During this project, we received feedback from a team that psql version 9.5 installed in their bastion image is not fully compatible with servers running postgres 11. So far only a feature is known to be not compatible, the \df function for checking all stored procedures in the server. Due to changes in system tables between Postgres 9.5 and Postgres 11, we expect this will be the case for many other psql version 9.5 functions. Thus we advise all teams to use the latest bastion image (AMI ID ami-08f6f372e4b7bf430, name tvlk/ubuntu-20/tsi/bastion/hvm/x86_64/1612851530) created by Cloud Infra which contains psql for Postgres 11. For now we will only install one psql in the bastion image, and expect that it will be compatible with all postgres versions used in Traveloka. If you find any problem between psql for version 11 with servers running Postgres 13, 12, 10 or 9.6, please inform us.
As per 4th February 2021, we populated a list of all our RDS instances and we have 89 RDS Postgres instances that use Postgres 9.6 in production environment. Postgres has announced that Postgres 9.6 will be EoL in 11th November 2021 and AWS has announced that RDS Postgres 9.6 will be EoL in 18th January 2022. Therefore, you might need to consider upgrading our RDS Postgres 9.6 instances starting from now. As of now, BEI has no plan to provide hands-on support to help the team doing the major upgrade. For teams that want to do the major upgrade by themselves, you can start planning the upgrade as early as possible. One possible benefit that you can leverage from the major upgrade is you can use new features from either Postgres or AWS RDS Postgres, such as Performance Insight or M5 instance family. As the target major version, so far we have only tested upgrading to Postgres 11. You may try Postgres 12 or 13 as the target, but please test thoroughly in staging.
The old proxy method for calling RDS Postgres from service servers requires a codebuild pipeline to generate the proxy jar and upload it to the beiartf. The generator code used in the pipeline is only compatible with Postgres 9.5. Our first advice to tackle this problem is to move all communication methods with RDS to using jOOQ, but considering that many teams can’t move to jOOQ in a short period of time, we have published a new proxy generator image that uses Postgres 9.6 [IMAGE_ID]. We also have published an updated generator library compatible with Postgres 9.6 (com.traveloka.common:postgres-proxy-generator:11.1.27). However, we might not do this when Postgres 9.6 enter EoL status, since we aim to deprecate the proxy method. Please read this link for the current Postgres development and deployment method.

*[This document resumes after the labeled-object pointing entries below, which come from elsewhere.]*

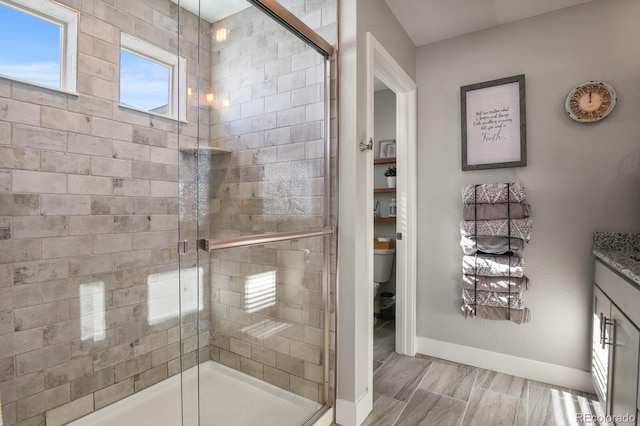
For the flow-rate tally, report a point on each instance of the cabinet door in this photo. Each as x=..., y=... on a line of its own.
x=600, y=356
x=624, y=385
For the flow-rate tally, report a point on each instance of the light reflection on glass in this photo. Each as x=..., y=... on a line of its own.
x=168, y=290
x=92, y=312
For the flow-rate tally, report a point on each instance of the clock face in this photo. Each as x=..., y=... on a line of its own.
x=590, y=102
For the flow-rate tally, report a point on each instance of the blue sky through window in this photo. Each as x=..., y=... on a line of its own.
x=144, y=84
x=30, y=47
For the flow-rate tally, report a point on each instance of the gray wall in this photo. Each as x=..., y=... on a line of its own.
x=580, y=178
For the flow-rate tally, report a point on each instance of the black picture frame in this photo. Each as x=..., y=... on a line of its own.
x=494, y=135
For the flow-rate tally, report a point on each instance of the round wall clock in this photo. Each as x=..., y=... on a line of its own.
x=591, y=101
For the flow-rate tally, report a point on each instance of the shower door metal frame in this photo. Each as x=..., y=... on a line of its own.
x=313, y=39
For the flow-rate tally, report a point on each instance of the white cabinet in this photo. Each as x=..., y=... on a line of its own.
x=615, y=345
x=624, y=383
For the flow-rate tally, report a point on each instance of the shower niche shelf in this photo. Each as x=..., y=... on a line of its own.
x=210, y=149
x=384, y=219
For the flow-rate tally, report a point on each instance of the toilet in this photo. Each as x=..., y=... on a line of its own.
x=382, y=267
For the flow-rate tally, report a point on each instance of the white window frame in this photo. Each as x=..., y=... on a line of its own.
x=177, y=73
x=68, y=19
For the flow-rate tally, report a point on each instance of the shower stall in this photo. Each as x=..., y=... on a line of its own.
x=167, y=253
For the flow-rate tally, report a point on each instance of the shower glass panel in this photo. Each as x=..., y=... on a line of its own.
x=254, y=198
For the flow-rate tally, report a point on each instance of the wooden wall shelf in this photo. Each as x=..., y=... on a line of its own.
x=384, y=160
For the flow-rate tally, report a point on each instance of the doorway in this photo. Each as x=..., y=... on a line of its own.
x=382, y=67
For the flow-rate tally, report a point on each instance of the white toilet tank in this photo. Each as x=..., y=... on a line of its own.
x=382, y=264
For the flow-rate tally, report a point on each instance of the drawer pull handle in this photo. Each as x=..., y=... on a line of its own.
x=604, y=322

For those who still use proxy and have sql code in the tv-sql-product repository, the repository will be updated to use the new library on March 1st 2021. Please adjust your pipelines to use the new docker image in case of usage after March 1st. For those with separate sql repositories but still using proxy, please update the library and the image used yourself. If the repo structure still follows the tv-sql-product, you can find the library declaration in gradle/scripts/publish_library.gradle, the dependencies closure. To update the docker image you can simply update the terraform-aws-codebuild-postgres-proxy-publisher module for your pipeline to version 0.10.0
This concludes the RDS Postgres 9.5 Major Upgrade project. We want to thank @adrian.susanto from FPR, @Frans, @agusprasetiyo, and @dimas.yuwono from FinTech, @yonathan.handjojo and @hadi_japarto from CorpTech, @Namit from Platform DevOps, and all other engineers that have collaborated with us in driving this project to completion. We also want to remind once again to teams to start planning about RDS Postgres 9.6 Major Upgrade in relation to the given EoL date, and that Backend Infra team has no plan to provide hands-on support as of now. This might change later based on the situation then. Thank you for your attention.